Friday, August 15, 2014
Old City Hall by Robert Rotenberg
by Robert Rotenberg
Recorded Books, 2009
10 discs, unabridged
Here's an interesting case: a book I can acknowledge was not terribly well-written, in the main, but that I still quite liked.
I think I read a lot of things that aren't brilliant writing, and I generally enjoy them if they've got decent characters and a good story. It's pretty rare that I can ignore out-and-out poor writing so comprehensively as I did in this case. But Old City Hall was at least extremely entertaining to listen to, and at best it was great. The writing isn't consistently mediocre; it even has some very good moments. Enough that I have hope for the future books of this series.
And as I said, something did grab me. Maybe I just enjoyed hearing a mystery set in Toronto, or maybe in the end it was the characters - wooden and obscure as some of them felt - that did it.
A newspaper deliveryman arrives at the penthouse apartment in a downtown building at exactly his appointed time, bearing a copy of The Globe and Mail for Kevin Brace, Canada's most famous radio voice. But instead of the usual punctuality and polite chat he has come to expect, Brace meets Mr. Singh late, with blood on his hands and a stunned expression - "I killed her," he says. Sure enough, Brace's younger common-law spouse is naked and dead in the hallway bathroom, a single stab wound to her abdomen. Brace refuses to speak to anyone, including his lawyer, and the pieces in what should be a cut-and-dried case just don't quite fit.
Ari Greene is the lead detective, and the series is named for him, but this story is told from multiple perspectives as well as Greene's, including Nancy Parrish the defence lawyer, Arthur Fernandes the prosecutor, and Daniel Kennicot, a young criminal-lawyer-turned-police-officer.
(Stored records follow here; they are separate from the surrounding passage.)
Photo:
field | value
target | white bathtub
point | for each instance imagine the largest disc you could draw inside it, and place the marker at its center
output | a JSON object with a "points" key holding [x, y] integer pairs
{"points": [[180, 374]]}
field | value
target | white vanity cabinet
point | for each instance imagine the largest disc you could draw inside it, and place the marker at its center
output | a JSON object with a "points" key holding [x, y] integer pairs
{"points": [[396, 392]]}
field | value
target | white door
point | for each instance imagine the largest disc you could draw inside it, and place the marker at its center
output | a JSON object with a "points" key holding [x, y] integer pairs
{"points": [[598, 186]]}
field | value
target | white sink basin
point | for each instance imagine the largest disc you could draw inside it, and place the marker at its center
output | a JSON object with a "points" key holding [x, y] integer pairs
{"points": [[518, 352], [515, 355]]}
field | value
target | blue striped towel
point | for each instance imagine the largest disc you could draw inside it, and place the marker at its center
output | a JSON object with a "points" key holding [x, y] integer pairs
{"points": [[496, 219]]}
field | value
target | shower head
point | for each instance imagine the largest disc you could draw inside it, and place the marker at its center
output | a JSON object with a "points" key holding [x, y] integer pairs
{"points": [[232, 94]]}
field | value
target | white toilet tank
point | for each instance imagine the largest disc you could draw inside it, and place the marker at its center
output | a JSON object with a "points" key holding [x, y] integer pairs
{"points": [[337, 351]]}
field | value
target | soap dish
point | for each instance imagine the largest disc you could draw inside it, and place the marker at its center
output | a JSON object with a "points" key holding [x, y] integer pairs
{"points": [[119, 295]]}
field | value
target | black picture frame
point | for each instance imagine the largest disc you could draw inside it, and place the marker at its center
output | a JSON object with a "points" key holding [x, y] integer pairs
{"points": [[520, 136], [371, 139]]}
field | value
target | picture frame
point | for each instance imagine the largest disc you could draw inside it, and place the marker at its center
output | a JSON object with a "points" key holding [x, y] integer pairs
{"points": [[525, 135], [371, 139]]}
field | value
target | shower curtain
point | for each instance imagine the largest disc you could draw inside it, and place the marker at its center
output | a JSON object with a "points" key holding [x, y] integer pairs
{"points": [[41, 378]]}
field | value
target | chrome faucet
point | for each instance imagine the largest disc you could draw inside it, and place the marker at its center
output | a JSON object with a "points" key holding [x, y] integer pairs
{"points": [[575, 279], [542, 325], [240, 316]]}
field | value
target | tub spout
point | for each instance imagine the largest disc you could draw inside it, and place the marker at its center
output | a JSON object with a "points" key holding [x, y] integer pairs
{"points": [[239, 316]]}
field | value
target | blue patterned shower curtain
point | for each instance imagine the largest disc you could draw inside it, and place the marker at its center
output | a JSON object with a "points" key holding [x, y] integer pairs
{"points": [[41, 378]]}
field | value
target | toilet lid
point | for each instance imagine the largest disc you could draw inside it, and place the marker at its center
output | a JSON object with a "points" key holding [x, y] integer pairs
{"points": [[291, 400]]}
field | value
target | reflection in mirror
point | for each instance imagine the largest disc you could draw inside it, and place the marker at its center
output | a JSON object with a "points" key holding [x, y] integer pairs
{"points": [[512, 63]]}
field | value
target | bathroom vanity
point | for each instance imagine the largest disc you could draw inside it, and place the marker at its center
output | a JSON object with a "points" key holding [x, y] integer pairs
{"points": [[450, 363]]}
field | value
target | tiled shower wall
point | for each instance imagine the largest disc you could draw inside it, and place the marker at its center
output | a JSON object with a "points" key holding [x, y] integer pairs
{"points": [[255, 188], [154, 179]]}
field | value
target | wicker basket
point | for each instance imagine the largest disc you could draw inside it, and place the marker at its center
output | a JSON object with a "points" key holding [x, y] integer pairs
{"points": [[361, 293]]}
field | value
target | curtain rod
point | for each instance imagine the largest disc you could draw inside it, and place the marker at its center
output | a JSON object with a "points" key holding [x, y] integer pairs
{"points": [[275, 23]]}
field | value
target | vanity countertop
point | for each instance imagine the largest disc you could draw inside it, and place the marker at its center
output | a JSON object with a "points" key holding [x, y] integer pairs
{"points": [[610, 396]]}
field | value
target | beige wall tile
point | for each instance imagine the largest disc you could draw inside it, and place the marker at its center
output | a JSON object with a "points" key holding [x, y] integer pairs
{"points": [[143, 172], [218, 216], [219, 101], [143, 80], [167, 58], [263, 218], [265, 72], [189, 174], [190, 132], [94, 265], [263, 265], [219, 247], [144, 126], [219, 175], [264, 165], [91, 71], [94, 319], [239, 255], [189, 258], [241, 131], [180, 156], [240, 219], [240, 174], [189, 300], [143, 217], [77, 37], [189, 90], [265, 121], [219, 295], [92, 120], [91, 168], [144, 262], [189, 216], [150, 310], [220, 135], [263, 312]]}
It's a fairly straightforward procedural and steeped in Toronto in deep winter. Because of the multiple perspectives we don't get terribly deep into the heads of any of the characters, and Greene is a bit of a cipher, though the bits with his father are lovely. Daniel Kennicot was the character who really stood out for me, and this is a good thing as things seem set up to continue with him as a main character throughout the series.
The problems come in with the plot, a little, and the writing, a lot. The plot is well-done, except that it starts to spin a little out of hand, as though Rotenberg was trying to jam as much in as he possibly could, and make comments on certain societal things. It gets complicated and I do like that while the mystery wraps up there's still enough messiness to make it believable. And while I enjoyed the procedural aspects of the book a lot, I did find that Rotenberg gets a bit explain-y. He gives the reader too much information - doesn't let us come to our own conclusions, about characters or about events - and he often gets a bit dry while talking about aspects of the legal system, such that he's almost taking the reader aside and saying, "okay, this is how this works, this is why these characters are doing that."
I don't really need to be told how close to reality it is, I'd rather feel it's close to reality, if that makes any sense.
Regardless, I enjoyed, and enough that I'm hoping to get to The Guilty Plea soon. Paul Hecht, by the way, does an excellent job of the narration. I kind of forgot I was driving sometimes, I was paying so close attention. I should probably watch out for that. Recommended for fans of light and easy-to-follow mysteries, especially if you want a different sort of setting, and want to experience a parallel universe where the Maple Leafs are actually kind of a hockey team and not a joke.